For all but the past few hundred years of human history, most heating and almost all work (the exception mainly being the relatively small amount that was wind or water-and-gravity powered) was fueled directly by contemporary plant and animal matter. The prime movers for the work carried out by human societies were animals and we humans ourselves—and the rate at which work could be done was limited by, amongst many other practical and institutional constraints, the rate at which food could be made available. With the advent of human arrangements in which the deposits of plant and animal remains from the distant past became socio-economically valuable resources—initially via pre-industrial use of peat and coal for heating, and then, with the rise of the industrial age, the use of these plus oil and later gas both for heating and for doing work—the scene was set for an extremely rapid and massive-scale shift in this situation.

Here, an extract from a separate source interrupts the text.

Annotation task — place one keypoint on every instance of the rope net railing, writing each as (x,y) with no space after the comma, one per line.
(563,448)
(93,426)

In parallel with the comparatively meagre natural dispersal pathways for the potential energy associated with coal, oil and gas, we initiated a techno-economic bootstrapping process to grow a globe-spanning network of industrial dispersal pathways. Dispersal of fossil fuel potential energy—as the kinetic energy of human industry—itself enabled expansion of the infrastructure to disperse that potential energy at increasing rates. With this, we had on our hands a planetary scale run-away feedback process, the likes of which humanity had not previously set in motion anywhere in its multi-hundreds of millennia evolutionary history, even temporarily on the most local scale.

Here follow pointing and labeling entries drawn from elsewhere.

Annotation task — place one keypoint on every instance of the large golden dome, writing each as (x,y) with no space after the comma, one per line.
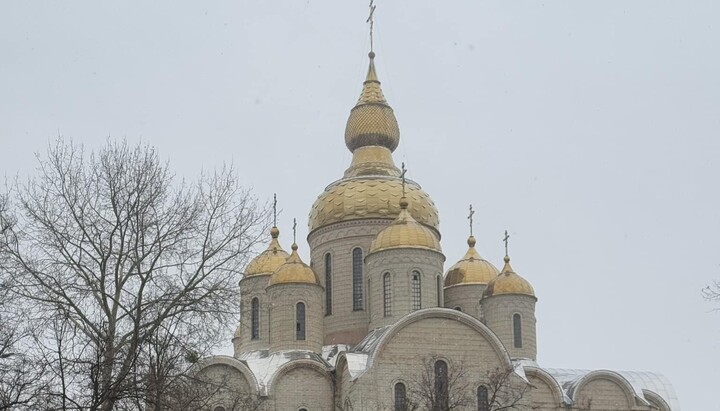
(405,232)
(371,187)
(371,197)
(372,121)
(471,269)
(294,271)
(269,260)
(508,282)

At this point in our history, it seems increasingly remiss to simply assume that this brief anomaly might continue much longer, let alone ever be repeated—as illustrated so poignantly by this graph in a post by Tom Murphy at Do the Math. Moreover, for the vast swathe of planetary and human history over which natural dispersal pathways governed the rate at which the cascade from potential to kinetic energy could occur, combustion of coal, oil and gas played a comparatively tiny role in influencing the Earth system’s thermal signature—the global mean temperature needed to drive radiant heat transfer between the planet’s surface and surrounding space. Today, following changes to the Earth and its atmosphere as fossil potential energy has dispersed as kinetic energy via our industrial pathways, the global mean temperature required to maintain the balance between incoming short wavelength sunlight and outgoing long wavelength radiation is increasing. And while changes to the atmosphere are the predominant driver of this, the direct heating of the Earth system as a result of burning these fuels so rapidly is itself not entirely insignificant. The overall effect is that our rapid exploitation of this one-time fossil fuel windfall is resulting in a net increase in the micro-scale kinetic energy of our Earth system’s surface and atmosphere. In dispersing fossil fuel potential energy, the mean speed of the Earth system’s components has increased very slightly; the system’s activity has increased.
In overview then, considered from a systems perspective we have a situation in which exponential growth in the pathways by which our system’s potential energy can disperse as kinetic energy have resulted in the rate of dispersal also increasing exponentially over several hundred years; those dispersal pathways are themselves enabled by energy previously held in potential spreading out as kinetic energy, as energy of motion; by multiple causal routes, this is leading to a two-fold dilemma in which i) the kinetic energy of the system is rapidly increasing with detrimental implications for the established norms of the system components most fundamental for systemic health and ii) the potential energy of the system is rapidly depleting with detrimental implications for the established norms of the system components most significant for systemic health.
My summing up of this second branch of the dilemma may well be contentious, and is of course debatable. The point is just to recognise for now that with this second branch, our concern is primarily with the sustenance of our valued human capitals; with the first branch, it is both our natural and human capitals that we place at risk. This is a subject that we’ll take up in greater detail as the inquiry unfolds in coming months. For now, it’s a few steps beyond where I’d like us to focus.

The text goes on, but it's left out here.